We are rightly mourning the loss of biological species, polar ice or indigenous languages from our world at a daily rate. The loss of knowledge, skill and excellence in disciplines that have for centuries determined our culture and identity appears to proceed unnoticed. Worse, it seems to be progressed by those who should know better. If we substitute discipline with mere experience the damage will only become apparent when it has become irreversible. Already now, many students and some of their academics can no longer read musical notation competently and would fail simple aural dictation tests.

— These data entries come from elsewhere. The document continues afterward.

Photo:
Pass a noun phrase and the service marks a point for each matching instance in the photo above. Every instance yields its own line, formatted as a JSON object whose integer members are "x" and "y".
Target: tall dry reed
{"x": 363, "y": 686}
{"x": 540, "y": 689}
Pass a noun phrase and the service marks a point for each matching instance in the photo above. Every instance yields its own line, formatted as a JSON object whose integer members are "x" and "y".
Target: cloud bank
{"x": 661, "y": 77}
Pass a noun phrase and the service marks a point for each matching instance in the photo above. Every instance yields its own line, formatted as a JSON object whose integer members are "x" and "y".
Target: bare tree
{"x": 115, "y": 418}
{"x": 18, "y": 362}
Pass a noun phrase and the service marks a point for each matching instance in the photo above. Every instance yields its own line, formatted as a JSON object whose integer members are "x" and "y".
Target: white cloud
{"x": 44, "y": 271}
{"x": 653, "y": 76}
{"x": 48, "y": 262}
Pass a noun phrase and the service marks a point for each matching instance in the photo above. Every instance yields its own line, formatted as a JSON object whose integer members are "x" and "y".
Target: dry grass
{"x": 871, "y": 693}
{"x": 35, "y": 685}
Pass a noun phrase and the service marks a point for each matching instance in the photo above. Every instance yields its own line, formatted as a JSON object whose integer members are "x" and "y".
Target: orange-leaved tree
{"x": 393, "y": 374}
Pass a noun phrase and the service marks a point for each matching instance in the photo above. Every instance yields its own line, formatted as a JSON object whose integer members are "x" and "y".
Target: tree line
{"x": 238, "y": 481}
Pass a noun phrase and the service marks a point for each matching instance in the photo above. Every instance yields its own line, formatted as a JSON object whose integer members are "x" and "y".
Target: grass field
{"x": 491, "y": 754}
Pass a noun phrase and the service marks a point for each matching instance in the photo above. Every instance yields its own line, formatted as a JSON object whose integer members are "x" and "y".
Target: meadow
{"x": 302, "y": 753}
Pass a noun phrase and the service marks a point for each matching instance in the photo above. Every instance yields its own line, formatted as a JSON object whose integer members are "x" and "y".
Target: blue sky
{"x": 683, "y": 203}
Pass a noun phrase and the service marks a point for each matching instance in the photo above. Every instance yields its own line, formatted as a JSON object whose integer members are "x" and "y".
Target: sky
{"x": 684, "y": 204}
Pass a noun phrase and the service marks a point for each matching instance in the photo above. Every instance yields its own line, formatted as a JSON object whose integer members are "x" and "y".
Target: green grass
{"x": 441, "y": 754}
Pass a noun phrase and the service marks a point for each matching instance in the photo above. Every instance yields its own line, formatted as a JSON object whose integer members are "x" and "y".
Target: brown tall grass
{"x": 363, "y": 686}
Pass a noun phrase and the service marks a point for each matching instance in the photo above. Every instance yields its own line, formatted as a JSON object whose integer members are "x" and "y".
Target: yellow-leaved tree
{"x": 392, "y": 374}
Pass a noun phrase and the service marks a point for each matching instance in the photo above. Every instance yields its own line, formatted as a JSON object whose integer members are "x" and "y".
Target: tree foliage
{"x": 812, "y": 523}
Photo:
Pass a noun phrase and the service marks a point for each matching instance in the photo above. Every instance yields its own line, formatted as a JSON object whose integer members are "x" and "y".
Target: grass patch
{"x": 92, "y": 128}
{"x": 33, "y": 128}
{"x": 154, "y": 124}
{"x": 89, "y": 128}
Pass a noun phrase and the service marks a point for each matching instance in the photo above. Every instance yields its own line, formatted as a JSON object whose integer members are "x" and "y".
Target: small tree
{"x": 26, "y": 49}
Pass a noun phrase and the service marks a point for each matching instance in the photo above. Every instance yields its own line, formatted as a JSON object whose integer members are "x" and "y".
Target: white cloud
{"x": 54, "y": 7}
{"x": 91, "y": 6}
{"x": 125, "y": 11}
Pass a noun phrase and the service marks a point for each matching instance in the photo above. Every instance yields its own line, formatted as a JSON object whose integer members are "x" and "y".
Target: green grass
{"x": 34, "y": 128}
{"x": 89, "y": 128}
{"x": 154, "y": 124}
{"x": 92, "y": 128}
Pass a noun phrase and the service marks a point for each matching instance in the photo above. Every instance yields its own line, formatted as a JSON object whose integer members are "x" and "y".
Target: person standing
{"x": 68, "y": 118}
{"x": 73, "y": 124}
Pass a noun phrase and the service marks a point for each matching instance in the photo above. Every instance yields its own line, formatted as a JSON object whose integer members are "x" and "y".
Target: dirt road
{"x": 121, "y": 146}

I am talking in particular of the fate of musical performance in Higher Education. Since the French Revolution musical performance has been at the centre of cultural definition and development of an enlightened society. Like museums, art galleries and universities themselves, symphony orchestras, chamber music societies and opera companies have defined central parts of spiritual life for citizens of modern societies. Musical performers have played crucial roles in defining collective imagination and identity. In times of existential need they formed spiritual life rafts in which societies saved what was most essential to them. The musical performers of Soviet Russia or Nazi Germany affirmed spiritual identity and humanity on a daily basis against bestial and oppressive regimes. Their interpretative musical performance reminded society of its true values and communicated strength of spirit and freedom where noisy rhetoric had wreaked abysmal havoc. The capacity to confront and transform despair, a prevalent sentiment of modern man, is characteristic of musical performance and interpretation which seeks meaning. It reveals an ongoing, immediate and powerful creativity at the heart of humanity and builds a path towards a free and authentic self. Combined with a persistently replenishing imagination, the interpretation and performance of artistically created music is unsurpassed in developing human abilities on all levels and achieving a transcendence of limitations in all aspects of life. Its benefits for cognitive, emotional, social, spiritual and cultural development continue to be well documented.
Despite characteristics that should in essence privilege musical interpretation and performance as an activity of formation of self (surely, a core aim of education) Higher Education discourages it in any expert sense and depresses community attitudes in turn. Though they be the last to admit, Australian universities are driving excellence in musical interpretation and performance from their Conservatoria. In its place we find a theoretical thought about music and a relentless advance of an inclusive, superficial curriculum that mirrors the scholastic attitudes of the Middle Ages, albeit spiritually entirely adrift. A general, most basic musical practice, or in fact no musical practice at all is invading curricula and disciplinary structures serving the interest in music as psychological, ethnological, anthropological, educational and social-scientific phenomenon and requiring no significant artistic competence or skill. Institutional narratives and ideological agendas actively demolish artistic perspectives to make way for a curiosity fueled by immature imagination and infantile creativity. The more or less spectacular collapses of major music schools in Australia, the decline of musical performance at major Australian Universities, once centres of artistic performance excellence, are not accidental. They signal how far we have advanced in our thoughtlessness and neglect as caretakers of culture.
The ideological euphemisms that accompany this demolition can do little to appease a significant concern: A society that accepts the decline of rigour in the artistic interpretation and performance of music must not wonder why demagogues thrive who violate human interpretative autonomy and rally their charges around “fake news”. As Plato reminds us, when modes of music change, the fundamental laws of the state will change with them.